Home / Grid tools & services / Data access & analysis

Data access using AMI

Page under construction

Important links

See also

Answers to user questions; these may eventually move to a FAQ.

Introduction

AMI is the general Atlas Metadata Interface and dataset selection interface. Any database, which provides descriptors of its content in the AMI-compliant format, can be accessed by AMI. One special application is the browsing and search of datasets, which provides - among others - the following services:

An excellent tutorial introduces the user step-by-step to the system. The most frequently used functionalities are listed below in short form. You should register with AMI, preferably with your Grid certificate, such that the system can authorize you automatically. AMI provides for each registered user a personalized AMI-user home page, which lists your AMI-bookmarks (different from your browser's bookmarks), e.g. URLs of displays of dataset selections, which you previously made. We distinguish below between the AMI-home page and the AMI user-home page.

There are still a few rough edges, please report them to atlas-bookkeeping. The working of links will be reviewed and improved; you may find that the browser's back button does not work, or clicking on the right-mouse button may lead to an unexpected page. For the time being avoid using the right-mouse button. Occasionally the response of the AMI server is slow; in this case try again.

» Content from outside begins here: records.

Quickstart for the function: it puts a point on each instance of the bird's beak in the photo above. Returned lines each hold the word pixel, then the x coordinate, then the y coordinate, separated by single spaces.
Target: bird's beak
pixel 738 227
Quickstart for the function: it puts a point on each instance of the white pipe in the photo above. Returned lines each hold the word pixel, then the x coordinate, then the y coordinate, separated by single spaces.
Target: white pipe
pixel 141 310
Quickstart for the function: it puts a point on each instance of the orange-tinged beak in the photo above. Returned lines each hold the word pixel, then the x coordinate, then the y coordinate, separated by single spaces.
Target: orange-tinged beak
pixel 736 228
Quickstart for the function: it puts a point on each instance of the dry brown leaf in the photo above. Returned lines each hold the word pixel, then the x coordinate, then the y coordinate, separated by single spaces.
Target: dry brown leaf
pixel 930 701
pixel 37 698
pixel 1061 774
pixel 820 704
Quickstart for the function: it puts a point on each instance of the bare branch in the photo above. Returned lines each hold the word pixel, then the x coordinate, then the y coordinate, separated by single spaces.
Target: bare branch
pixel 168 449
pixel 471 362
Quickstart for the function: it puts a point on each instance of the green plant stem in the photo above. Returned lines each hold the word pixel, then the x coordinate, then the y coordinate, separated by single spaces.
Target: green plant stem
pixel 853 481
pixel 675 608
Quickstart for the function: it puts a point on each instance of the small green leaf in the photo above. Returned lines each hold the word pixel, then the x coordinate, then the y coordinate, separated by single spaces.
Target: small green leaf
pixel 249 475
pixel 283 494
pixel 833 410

AMI dataset search services

The following sections highlight some of the functionality of the AMI dataset search. They do not replace the tutorial, but are intended to provide a quick overview and invitation to explore the system in more detail.

1 - Preparation

User registration
Register
						  > AMI-home > menu Applications > ATLAS > Dataset Selection 
						  > menu Tools > Register User   
						   Register your Grid certificate (recommended) 
 						  > menu Tools > Register Certificate 
				  
Access your AMI-home page
 On most pages  
						 >  top navigation bar > "user symbol" + Home 
						  Alternatively start from AMI-home   
						 > AMI-home > menu Applications > ATLAS > Dataset Selection 
				 
Note: AMI-Home and user-Home are presented with different symbols. You may want to bookmark your user-Home page in your browser.

2 - Quick search

This is the standard way of searching and investigating datasets. It provides a quick overview of existing datasets and leads to more detailed information.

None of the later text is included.